Più di 200 persone sono morte nei raid aerei di oggi. Questo significa più di 200 processioni funebri, qualcuna oggi, la maggior parte domani, probabilmente. E pensare che ieri queste famiglie erano preoccupate per il cibo, il riscaldamento e l’elettricità. A questo punto penso che essi – e in realtà tutti noi – avrebbero preferito con gioia che Hamas rinunci per sempre a tutti i diritti basilari rimanenti che abbiamo rivendicato negli ultimi mesi se questo avesse potuto fermare quello che è successo.
Il bombardamento è stato molto vicino a casa mia. La maggior parte dei miei familiari vivono in questa zona. La mia famiglia sta bene ma due case dei miei zii sono rimaste danneggiate.

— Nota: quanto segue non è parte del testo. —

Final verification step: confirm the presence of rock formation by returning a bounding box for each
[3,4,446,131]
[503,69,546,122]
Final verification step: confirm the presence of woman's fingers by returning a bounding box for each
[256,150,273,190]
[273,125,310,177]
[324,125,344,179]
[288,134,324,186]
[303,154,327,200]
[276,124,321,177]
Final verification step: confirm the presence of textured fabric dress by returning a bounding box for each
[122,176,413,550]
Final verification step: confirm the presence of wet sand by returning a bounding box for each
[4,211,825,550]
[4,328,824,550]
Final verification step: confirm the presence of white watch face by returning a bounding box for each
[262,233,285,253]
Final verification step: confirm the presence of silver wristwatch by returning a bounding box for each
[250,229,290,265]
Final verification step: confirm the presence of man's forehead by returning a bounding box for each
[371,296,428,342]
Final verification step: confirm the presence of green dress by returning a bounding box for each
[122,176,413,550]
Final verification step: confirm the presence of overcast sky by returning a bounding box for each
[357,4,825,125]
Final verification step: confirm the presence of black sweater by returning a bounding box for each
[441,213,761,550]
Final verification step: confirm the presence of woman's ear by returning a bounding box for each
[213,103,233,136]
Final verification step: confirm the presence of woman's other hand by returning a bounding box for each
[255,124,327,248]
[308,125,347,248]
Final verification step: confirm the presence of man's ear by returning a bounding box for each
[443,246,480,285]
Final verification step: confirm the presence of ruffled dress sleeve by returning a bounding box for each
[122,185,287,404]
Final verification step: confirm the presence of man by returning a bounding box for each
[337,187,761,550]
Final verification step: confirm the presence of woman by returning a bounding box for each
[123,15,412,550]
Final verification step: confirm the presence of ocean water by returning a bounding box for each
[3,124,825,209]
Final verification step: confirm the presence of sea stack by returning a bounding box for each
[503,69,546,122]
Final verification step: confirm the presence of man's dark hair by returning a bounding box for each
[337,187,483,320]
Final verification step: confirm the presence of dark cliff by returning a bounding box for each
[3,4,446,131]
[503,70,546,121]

Noi possiamo riposare facilmente, gli abitanti di Gaza possono piangere stanotte. Si dice che Israele abbia promesso di non compiere più raid per ora. La gente sospetta che il prossimo passo sia quello degli omicidi mirati, che implicherà inevitabilmente ancora più malcapitati innocenti il cui destino è già stato segnato.